Ook in een citaat van de
oudtestamentische profeet Habakuk, in de Griekse vertaling van
het Oude Testament, de zogenaamde Septuagint, is sprake van twee
dieren: “In het midden van twee dieren zult gij gekend worden.”
(Habakuk 3:2).
Dit oudtestamentische citaat, mogelijk
onjuist vertaald, heeft hier op een wel heel bijzondere wijze
een christelijke invulling gekregen met de dieren bij de kribbe. |
|
|
|
De
aanbidding van de wijzen
Nadat Jezus was geboren in Bethlehem
kwamen er wijzen (magiërs) uit het Oosten om hem te aanbidden.
Zij kwamen, volgens een citaat in Matteus 1:6, op basis van een
tekst van de oudtestamentische profeet Micha1) en werden geleid
door een ster die boven de plaats bleef staan waar Jezus zich
bevond.
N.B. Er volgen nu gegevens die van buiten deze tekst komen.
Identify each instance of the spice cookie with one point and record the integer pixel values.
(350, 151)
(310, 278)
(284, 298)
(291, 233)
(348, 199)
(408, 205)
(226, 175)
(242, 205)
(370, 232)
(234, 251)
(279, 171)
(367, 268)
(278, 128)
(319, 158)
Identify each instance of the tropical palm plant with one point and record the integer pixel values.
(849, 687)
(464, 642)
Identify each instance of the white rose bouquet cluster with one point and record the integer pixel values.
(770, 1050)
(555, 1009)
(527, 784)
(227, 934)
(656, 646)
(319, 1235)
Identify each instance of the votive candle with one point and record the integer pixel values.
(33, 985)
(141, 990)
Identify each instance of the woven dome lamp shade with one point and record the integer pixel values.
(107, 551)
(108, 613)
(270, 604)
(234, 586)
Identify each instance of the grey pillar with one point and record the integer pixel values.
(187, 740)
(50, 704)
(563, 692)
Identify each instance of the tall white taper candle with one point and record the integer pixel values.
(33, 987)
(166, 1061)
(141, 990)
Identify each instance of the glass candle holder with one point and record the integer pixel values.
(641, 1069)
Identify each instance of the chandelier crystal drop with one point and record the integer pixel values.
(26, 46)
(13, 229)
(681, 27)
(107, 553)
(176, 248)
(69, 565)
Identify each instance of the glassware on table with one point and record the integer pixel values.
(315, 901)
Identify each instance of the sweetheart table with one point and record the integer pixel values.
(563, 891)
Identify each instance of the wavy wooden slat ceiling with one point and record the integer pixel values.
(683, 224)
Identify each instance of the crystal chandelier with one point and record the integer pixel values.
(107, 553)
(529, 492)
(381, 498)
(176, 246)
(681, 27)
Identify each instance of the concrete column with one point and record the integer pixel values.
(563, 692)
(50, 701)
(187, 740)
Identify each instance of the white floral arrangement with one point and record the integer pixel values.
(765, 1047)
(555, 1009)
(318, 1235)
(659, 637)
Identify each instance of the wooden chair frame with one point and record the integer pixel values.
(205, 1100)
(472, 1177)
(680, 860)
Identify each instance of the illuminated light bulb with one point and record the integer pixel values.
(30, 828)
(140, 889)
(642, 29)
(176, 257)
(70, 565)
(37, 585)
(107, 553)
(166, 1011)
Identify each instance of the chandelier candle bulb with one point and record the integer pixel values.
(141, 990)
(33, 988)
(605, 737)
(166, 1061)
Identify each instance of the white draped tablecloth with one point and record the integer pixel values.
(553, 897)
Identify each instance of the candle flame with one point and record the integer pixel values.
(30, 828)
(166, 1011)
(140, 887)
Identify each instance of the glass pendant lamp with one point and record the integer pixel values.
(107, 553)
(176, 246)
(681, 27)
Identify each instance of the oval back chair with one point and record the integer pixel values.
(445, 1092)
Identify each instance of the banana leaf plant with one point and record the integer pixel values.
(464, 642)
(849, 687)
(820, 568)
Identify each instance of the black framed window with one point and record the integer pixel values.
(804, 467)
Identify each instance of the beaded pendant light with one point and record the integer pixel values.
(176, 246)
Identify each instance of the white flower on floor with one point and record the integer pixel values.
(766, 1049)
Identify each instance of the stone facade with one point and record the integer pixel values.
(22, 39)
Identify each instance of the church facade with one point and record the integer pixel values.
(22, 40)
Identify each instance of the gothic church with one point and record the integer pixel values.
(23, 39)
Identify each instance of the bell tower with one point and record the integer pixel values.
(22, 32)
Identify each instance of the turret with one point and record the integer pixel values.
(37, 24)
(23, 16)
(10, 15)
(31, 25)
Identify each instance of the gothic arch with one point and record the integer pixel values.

Daar gingen zij het huis binnen (Matteüs spreekt over
een huis en niet over een stal!), zagen er het kind met Maria
zijn moeder en op hun knieën vallend aanbaden zij het en boden
hem hun geschenken aan: goud, wierook en mirre.2)
De aanbidding van de wijzen wordt ook
‘De openbaring of epifanie van de Heer’ genoemd.3)
Zie: Bijbel, Matteüs 2:1-12.
Feestdag Openbaring van de Heer
(Driekoningen): 6 januari.
# Rechts
voor de stal zit Maria met Jezus op haar schoot, beide met
goudkleurige nimbus. Boven de stal staat de ster. Voor hen
knielen de drie wijzen met hun geschenken in de hand. Bij de
voorste wijze staat zijn kroon met tulband naast hem op de
grond. De twee andere hebben hun kroon op hun hoofd. Uiterst
links staat een kameeldrijver die met een teugel een kameel
vasthoudt. Daarvoor knielt een jongeman, met slechts zijn handen
eerbiedig naar boven gericht. Wie hij is, is onbekend. Een zoon
van een van de wijzen? Misschien de ontwerper van de vensters
die op deze wijze ook hulde wil brengen aan Jezus?
Opmerking.
- In de Bijbel, in het evangelie van
Matteüs wordt nergens gesproken over ‘drie’ wijzen of magiërs en
ook worden hun namen niet genoemd. Gelet op het aantal én het
vorstelijke karakter van de geschenken - goud, wierook en mirre
- heeft de traditie later het aantal wijzen nader ingekleurd als
‘drie koningen’ en ze vanaf de Middeleeuwen Balthasar, Melchior
en Caspar genoemd - afkomstig uit de toen bekende werelddelen:
Balthasar uit Azië met wierook, Melchior uit Europa met goud en
Caspar uit Afrika met mirre. (Hiervan bestaan ook andere
interpretaties.)
- Deze tekst uit het evangelie van Matteüs is een echt
‘koningsverhaal’. Maar men kan zich terecht de vraag stellen of
het hier om drie koningen gaat. Het begrip ‘Driekoningen’ is
zowel in de Kerk als daarbuiten diepgeworteld. Hoe prachtig en
met welk een schitterende kleding worden de drie koningen
afgebeeld in de beeldende kunsten. Hoe fraai ook in de
kerststallen, vaak in contrast met de eenvoudige en sober
geklede herders. Ze weten met hun pracht en praal alle ogen en
aandacht op zich te richten.
Beter is het om vast te houden aan
het woord ‘wijzen’ of ‘magiërs’ zonder een aantal te noemen,
zoals Matteüs hen aanduidt. In het evangelieverhaal, Matteüs
2:1-12 hebben deze wijzen eigenlijk een dienende rol ten aanzien
van twee koningen, waartussen zij moeten kiezen: koning Herodes,
die heimelijk handelt, en de pasgeboren koning, Jezus de
Messias, de Heiland, die als een herder over Israël zal heersen.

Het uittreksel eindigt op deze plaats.